Kala Itu, Begini Rancangan Kota Mandiri Cikasur Abad 19

Penulis: Agung Pribadi

Berdasarkan catatan Junghuhn pada tahun 1854, dataran tinggi Hyang, Argopuro yang berada di wilayah Probolinggo dan Situbondo, merupakan tempat yang mirip dengan Eropa baik secara kelembapan, suhu, maupun cuaca. Informasi tersebut menjadi inspirasi NB Van Der Stok dan JJ Van Gennep, para pengagum Junghuhn, untuk membuat rancangan kota Mandiri Modern berwawasan lingkungan di Cikasur pada tahun 1895.

Pemandangan Cikasur pada tahun 1911. Sumber: Pinterest

Van Gennep adalah salah satu pengusaha perkebunan di Jember. Dia adalah rekan bisnis George Bernie, pengusaha legendaris lain di Jember saat itu. Sementara JP Van Der Stok adalah salah satu ahli Kependudukan Hindia Belanda. Impian NB Van Der Stok bersama Van Gennep adalah membangun “kota mandiri ” berwawasan lingkungan di Cikasur Gunung Argopuro antara tahun 1895 – 1900.

Kota mandiri modern Cikasur bakal dilengkapi pembangkit listrik, rumah sakit, penginapan, peternakan dan perkebunan di wilayah Cikasur Gunung Argopuro, serta dilengkapi pula dengan jalur Kereta melalui dari Stasiun Kraksan menuju ke Rambipuji melewati Cikasur. Dikarenakan dana yang dibutuhkan luar biasa besar, maka konsesi dataran tinggi Hyang melibatkan beberapa pihak selain Pemerintah Hindia Belanda.
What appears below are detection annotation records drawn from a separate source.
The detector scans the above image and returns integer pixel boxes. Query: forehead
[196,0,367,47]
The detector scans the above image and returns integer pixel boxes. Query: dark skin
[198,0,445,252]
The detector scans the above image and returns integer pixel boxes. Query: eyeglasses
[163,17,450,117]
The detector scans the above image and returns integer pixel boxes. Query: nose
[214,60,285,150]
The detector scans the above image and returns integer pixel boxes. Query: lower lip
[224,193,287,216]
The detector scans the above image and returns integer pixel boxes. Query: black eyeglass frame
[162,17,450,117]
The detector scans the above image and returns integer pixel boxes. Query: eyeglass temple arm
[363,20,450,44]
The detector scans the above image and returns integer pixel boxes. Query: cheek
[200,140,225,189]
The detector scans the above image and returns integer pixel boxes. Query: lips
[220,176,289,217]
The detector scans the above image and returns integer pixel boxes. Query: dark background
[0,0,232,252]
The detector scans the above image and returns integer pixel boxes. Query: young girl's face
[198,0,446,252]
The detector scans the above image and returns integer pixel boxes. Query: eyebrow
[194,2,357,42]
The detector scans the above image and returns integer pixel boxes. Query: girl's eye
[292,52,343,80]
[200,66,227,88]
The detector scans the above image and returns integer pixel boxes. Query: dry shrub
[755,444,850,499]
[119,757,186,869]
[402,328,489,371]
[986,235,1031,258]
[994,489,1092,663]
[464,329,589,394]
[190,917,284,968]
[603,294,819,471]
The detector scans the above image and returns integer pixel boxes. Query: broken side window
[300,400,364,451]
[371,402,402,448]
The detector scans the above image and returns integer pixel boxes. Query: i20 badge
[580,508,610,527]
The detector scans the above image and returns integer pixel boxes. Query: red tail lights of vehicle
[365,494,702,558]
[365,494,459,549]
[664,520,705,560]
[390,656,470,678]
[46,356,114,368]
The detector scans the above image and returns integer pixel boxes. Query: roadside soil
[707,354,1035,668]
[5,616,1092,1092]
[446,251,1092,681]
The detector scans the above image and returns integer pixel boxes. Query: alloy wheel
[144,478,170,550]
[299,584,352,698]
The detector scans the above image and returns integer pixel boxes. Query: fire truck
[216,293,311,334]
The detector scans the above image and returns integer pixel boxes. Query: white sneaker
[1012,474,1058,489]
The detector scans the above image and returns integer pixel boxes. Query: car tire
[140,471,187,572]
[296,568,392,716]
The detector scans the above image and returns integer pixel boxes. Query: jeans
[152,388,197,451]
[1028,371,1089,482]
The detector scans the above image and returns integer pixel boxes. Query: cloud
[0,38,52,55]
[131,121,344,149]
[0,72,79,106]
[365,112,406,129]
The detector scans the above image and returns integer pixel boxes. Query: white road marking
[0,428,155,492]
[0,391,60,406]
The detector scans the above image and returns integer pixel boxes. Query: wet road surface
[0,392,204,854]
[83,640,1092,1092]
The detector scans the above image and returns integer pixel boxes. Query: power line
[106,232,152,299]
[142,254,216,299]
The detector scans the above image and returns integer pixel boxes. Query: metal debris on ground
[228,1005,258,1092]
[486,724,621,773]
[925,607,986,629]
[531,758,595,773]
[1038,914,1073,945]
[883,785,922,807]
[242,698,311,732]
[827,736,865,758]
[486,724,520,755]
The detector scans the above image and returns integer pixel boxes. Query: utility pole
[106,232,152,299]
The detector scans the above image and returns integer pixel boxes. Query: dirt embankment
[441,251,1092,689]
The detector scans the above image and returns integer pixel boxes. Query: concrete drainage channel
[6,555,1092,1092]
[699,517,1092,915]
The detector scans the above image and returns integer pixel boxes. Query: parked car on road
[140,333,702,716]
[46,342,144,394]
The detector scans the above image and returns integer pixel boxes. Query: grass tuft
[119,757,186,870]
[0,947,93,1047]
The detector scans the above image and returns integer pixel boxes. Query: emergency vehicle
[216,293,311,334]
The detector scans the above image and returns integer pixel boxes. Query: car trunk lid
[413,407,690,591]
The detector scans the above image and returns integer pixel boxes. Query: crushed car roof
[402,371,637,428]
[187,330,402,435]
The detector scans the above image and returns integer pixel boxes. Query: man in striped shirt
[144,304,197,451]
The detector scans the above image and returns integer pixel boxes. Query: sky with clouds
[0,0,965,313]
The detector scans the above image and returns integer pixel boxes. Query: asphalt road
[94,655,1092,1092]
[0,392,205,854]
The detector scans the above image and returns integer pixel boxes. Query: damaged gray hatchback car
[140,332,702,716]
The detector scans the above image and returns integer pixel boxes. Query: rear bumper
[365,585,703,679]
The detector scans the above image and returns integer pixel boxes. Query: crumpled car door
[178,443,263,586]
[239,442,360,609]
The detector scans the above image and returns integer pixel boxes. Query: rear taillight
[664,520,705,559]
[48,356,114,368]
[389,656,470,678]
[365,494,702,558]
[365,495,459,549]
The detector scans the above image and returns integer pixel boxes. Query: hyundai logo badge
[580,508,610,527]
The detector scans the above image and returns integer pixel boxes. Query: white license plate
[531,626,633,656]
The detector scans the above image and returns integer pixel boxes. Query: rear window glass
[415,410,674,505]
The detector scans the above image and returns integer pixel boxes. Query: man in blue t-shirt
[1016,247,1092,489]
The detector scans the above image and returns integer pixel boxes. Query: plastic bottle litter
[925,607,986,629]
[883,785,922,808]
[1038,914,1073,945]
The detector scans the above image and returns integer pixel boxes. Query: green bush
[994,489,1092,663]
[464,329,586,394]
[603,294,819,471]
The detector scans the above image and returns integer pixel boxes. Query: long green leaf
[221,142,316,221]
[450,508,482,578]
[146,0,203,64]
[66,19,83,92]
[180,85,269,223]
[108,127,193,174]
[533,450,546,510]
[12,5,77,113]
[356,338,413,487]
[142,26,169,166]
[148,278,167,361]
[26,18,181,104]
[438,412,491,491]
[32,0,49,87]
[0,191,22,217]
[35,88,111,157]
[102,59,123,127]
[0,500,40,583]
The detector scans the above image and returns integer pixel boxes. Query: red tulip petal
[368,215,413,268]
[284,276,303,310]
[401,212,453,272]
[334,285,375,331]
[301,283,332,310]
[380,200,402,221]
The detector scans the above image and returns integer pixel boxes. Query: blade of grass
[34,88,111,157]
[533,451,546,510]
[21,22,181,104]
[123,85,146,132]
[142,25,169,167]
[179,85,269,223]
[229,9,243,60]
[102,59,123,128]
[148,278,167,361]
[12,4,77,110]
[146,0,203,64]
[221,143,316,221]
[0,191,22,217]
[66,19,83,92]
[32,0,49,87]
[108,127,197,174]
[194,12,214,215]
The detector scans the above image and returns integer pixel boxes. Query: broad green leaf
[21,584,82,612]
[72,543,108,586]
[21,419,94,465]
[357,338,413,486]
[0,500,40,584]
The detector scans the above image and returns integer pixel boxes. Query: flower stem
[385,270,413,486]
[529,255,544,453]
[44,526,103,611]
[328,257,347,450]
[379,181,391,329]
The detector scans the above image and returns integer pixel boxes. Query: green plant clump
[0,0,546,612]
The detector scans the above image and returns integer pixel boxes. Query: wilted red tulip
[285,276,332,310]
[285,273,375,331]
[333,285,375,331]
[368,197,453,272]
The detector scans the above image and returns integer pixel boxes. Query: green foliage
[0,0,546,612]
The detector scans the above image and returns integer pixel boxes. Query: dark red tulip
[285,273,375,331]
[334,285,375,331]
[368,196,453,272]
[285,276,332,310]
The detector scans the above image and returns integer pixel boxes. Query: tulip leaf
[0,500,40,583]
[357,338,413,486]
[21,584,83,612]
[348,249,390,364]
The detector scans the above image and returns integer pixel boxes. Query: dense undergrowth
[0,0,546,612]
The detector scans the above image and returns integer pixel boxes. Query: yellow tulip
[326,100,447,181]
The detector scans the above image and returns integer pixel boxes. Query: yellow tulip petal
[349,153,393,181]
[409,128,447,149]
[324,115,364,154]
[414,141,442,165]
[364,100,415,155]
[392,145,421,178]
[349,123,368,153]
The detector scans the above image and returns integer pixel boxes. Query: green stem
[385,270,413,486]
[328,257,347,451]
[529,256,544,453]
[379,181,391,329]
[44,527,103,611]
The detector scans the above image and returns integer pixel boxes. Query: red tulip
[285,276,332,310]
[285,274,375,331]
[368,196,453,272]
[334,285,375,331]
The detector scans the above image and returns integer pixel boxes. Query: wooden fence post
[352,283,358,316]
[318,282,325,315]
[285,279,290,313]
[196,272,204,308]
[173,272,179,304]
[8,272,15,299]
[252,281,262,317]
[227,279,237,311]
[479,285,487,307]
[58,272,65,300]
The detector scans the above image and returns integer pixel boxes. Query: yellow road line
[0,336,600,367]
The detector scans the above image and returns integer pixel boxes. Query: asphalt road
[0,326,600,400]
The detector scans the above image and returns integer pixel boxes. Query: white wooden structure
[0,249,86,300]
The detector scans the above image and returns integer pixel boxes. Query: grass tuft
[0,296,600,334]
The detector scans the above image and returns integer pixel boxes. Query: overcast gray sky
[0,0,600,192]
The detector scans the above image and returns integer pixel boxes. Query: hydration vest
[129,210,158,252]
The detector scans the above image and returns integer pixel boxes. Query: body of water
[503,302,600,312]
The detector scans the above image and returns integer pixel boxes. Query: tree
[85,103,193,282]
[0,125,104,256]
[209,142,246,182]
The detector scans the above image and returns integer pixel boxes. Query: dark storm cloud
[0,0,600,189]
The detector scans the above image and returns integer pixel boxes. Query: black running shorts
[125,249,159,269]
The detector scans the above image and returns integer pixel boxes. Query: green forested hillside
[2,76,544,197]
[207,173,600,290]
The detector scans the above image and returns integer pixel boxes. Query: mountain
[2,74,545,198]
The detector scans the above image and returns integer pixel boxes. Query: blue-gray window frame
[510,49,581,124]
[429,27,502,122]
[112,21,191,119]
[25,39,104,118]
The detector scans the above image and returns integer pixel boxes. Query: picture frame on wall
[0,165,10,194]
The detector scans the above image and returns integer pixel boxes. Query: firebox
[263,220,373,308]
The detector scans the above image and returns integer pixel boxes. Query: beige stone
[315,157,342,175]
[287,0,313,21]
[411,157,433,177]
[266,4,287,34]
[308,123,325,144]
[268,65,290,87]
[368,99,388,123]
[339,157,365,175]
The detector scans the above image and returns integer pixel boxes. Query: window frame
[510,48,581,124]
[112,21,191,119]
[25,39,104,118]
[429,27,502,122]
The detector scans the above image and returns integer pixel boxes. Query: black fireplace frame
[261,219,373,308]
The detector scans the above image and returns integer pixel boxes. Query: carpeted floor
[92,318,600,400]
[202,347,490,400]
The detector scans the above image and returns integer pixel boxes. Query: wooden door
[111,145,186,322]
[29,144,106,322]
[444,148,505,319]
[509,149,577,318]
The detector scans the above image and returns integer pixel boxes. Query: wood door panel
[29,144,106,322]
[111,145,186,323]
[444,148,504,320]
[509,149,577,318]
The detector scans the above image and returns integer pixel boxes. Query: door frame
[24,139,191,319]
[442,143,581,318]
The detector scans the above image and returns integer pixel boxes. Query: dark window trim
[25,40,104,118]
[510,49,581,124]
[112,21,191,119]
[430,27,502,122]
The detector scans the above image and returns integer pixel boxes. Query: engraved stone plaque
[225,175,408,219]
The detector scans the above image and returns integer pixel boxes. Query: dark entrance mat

Setelah setting rel kereta Api Kraksaan – Cikasur – Rambipuji sudah selesai dibangun, yang perlu dikerjakan selanjutnya adalah membuat sumber energi listrik. Saat itu, sumber listrik sudah ditemukan tempatnya dengan memanfaatkan Sungai Daluwang. Biasanya para pendaki mengambil selada di sungai ini.

Dari pos Cikasur ke arah utara menuju baderan dengan menyeberang sungai, akan ditemukan bangunan hidrolik prototipe pembangkit listrik kota mandiri Cikasur.

Sehubungan dengan dibangunnya jalur kereta api Lumajang – Jember serta Probolinggo Kraksaan, maka konsesi kota Mandiri Cikasur ditawarkan kepada perhimpunan Soerja Soemirat, lembaga Donor kesehatan Hindia Belanda yang juga mempelajari laporan Junghunn tentang daerah yang cocok untuk kesehatan masyarakat Eropa.

Baca Juga  KH Mas Mansur dan Pergulatan Jurnalisme Profetik

Dengan proposal yang dibuat oleh Van Gennep dan NJ Stock, rel kereta Api menuju Sikasur akan menjadi titik sentral. Adapun jalur dari Kraksan rencananya dibangun melalui Pesanggrahan, Baderan, Watukursi dan selanjutnya menuju Aloon-aloon Radje yang sekarang terkenal dengan Cikasur.

Para pemandu di Gunung Argopuro pada tahun 1911. Sumber: Pinterest

 

Sedangkan dari Rambipuji akan melalui sungai Tanggul sampai Gunung Kerintjing, gunung gilap dan gedung Ampel. Tempat ini akan menggantikan tempat pemulihan serupa di Lawang, Tosari, Ungaran dan Bandung serta yang lainnya.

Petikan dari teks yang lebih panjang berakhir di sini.